When a player enjoys the kind of possible Selke Trophy-winning season Sean Couturier was experiencing, it’s only justice he get to see it through to its completion, at least with a shot at a championship.
While Couturier might say he’s more concerned with the Flyers’ fortunes in the planned 24-team Stanley Cup playoffs, deep down he must believe it’s his time to be recognized with a national award for his strong two-way play.
He nearly won the Frank Selke honor (best defensive play by a forward) two years back when he put together a breakthrough season – setting career highs in assists (45), points (76) and an eye-opening plus-34 in plus-minus stats.
Couturier wound up finishing second in the Selke voting to the Los Angeles Kings’ Anze Kopitar.
But this season, at least the first 69 games of it before the pandemic shut things down, Couturier might have been at his very best because numbers like his plus-21 translated into the Flyers challenging for the Metro Division lead.
Keep in mind, the Selke is based only on regular season play and voting has already been completed by the Professional Hockey Writers’ Association.

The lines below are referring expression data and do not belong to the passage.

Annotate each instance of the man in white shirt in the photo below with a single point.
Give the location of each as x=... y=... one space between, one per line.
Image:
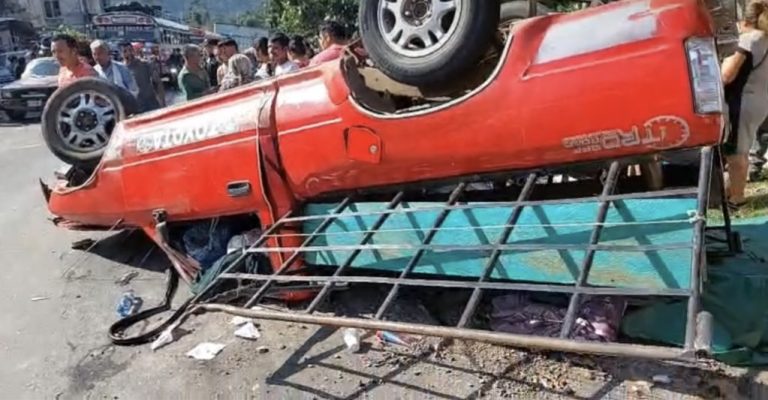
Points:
x=278 y=53
x=110 y=70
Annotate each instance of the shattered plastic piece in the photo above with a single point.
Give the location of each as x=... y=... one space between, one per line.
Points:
x=84 y=244
x=206 y=351
x=238 y=320
x=393 y=338
x=164 y=339
x=248 y=331
x=352 y=339
x=127 y=278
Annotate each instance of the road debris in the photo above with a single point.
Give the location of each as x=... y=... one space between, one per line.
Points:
x=238 y=320
x=352 y=339
x=126 y=279
x=206 y=351
x=248 y=331
x=386 y=337
x=129 y=304
x=83 y=245
x=164 y=339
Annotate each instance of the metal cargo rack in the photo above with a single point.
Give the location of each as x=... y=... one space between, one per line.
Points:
x=698 y=323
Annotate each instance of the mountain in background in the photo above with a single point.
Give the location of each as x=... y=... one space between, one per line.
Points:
x=219 y=10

So as far as awards go, what’s done is done.
The 27-year-old Phoenix native has been skating for about a week at the Skate Zone in Voorhees, N.J. and gave the impression he’s excited about at least getting back on the ice in the NHL’s Phase 2.
So far, these informal workouts have been held in small groups of a half-dozen or less (due to social distancing rules) with no official instruction by coaches, etc. But the players will take what they can get as they look to get ready for the start of training camp on July 10.
“First, it’s nice to be out there and get some ice,’’ Couturier said in an interview with the Flyers’ public relations staff on Tuesday. “Get back familiar with the practice facility. It’s not easy being split into groups of five/six out there so the drills are a little tougher. It’s tough to go for long practices.
“But it is what it is. We’re adapting ourselves and getting ready to resume the play here.’’
Couturier has been sort of a “Dr. Fix-It’’ as the team’s No. 1 center. Anyone who played with Couturier – be it leading scorer Travis Konecny, Claude Giroux or Jake Voracek among others – seemed to pick up his level of competition at both ends of the ice.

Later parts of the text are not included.